Polish photographer (1938–2011)

Zofia Nasierowska (24 April 1938 – 3 October 2011) was a Polish portrait photographer who created images of Polish celebrities.

==Life==
Nasierowska was born in Łomianki in 1938. Her father, Eugeniusz Nasierowski, was a noted photographer. She took to photography as a child at the age of seven and within four years she was exhibiting her work. Her father was a natural teacher but she continued her interest at Łódź Film School. Her fellow students included Janusz Majewski, whom she would later marry, and Roman Polanski.

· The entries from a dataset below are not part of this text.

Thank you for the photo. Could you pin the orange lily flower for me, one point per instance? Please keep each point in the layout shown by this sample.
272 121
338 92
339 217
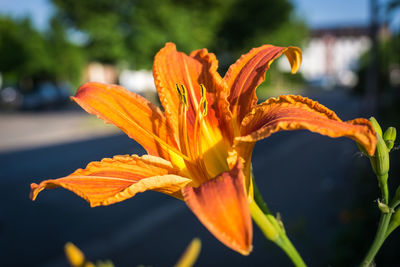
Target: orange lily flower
199 148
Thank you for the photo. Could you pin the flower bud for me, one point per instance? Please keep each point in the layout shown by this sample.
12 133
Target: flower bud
376 126
390 136
380 160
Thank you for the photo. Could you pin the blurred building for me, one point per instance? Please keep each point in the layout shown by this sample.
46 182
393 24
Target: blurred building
331 56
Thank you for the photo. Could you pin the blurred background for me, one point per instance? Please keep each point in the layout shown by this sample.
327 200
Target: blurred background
323 188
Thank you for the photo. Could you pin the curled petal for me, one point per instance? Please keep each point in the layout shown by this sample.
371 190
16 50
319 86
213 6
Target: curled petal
133 114
173 68
297 112
113 180
221 205
248 72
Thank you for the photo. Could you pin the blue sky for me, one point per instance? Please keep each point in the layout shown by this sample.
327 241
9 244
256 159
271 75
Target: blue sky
317 13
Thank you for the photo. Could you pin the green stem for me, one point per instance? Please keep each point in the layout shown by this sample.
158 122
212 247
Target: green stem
379 239
271 228
384 221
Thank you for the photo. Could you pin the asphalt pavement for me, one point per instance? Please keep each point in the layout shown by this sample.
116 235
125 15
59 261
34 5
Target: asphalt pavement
303 176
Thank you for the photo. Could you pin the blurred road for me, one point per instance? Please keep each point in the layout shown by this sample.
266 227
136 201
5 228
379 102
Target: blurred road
304 176
36 129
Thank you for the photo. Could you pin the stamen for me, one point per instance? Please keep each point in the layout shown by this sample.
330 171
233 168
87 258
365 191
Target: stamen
184 95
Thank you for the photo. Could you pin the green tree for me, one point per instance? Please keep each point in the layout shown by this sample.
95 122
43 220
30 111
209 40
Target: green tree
132 32
27 54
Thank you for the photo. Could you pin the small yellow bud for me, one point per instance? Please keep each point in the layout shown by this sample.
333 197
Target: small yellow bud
74 255
376 126
390 136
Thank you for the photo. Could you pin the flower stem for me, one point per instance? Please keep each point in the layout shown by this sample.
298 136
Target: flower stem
379 239
271 227
382 232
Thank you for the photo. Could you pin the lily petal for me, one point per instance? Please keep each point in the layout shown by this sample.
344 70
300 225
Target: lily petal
113 180
133 114
221 205
297 112
171 68
248 72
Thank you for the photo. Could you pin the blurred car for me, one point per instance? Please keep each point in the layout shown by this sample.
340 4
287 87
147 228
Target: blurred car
45 95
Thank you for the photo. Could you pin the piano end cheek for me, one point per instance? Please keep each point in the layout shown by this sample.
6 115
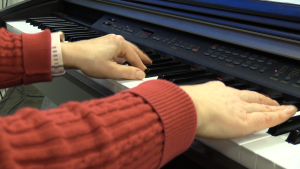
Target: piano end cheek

Her portrait photos were said to make women look more romantic and men look more subtle. She attracted attention when she took a photo of the actress Lucyna Winnicka which made the cover of the magazine Ekran in 1958. She was known for her lighting which produced monochrome images that made her subjects look like film stars. One of her subjects asked her to light her TV studio for her when they saw her skill in taking her photo.

An early subject was Nina Andrycz who told Nasierowska that she used a mirror to get the right look in her face. Nasierowska at the time was just twenty but she believed that although some women believed that they could improve their look while looking in the mirror Nasierowska said this was a fallacy. She took photos of Nina Andrycz allowing her to use her mirror, but the ones chosen for publication were created without the mirror.

From 1956 she was a member of the Polish photography group ZPAF (Związek Polskich Artystów Fotografików). She was honored with the title of "Artiste FIAP" given by the International Federation of Photographic Art.

In 2009 Zofia Turowska published an illustrated biography of her life.

==Death and legacy==
She died on 3 October 2011, in Warsaw after a long illness. She was buried in the Military Cemetery in Powązki (section D31-tuje-3). She was included in Karolina Lewandowska's book, She-documentalists: Polish Women Photographers of the 20th Century.

In April 2023 she was remembered with a Google Doodle on what would have been her 85th birthday.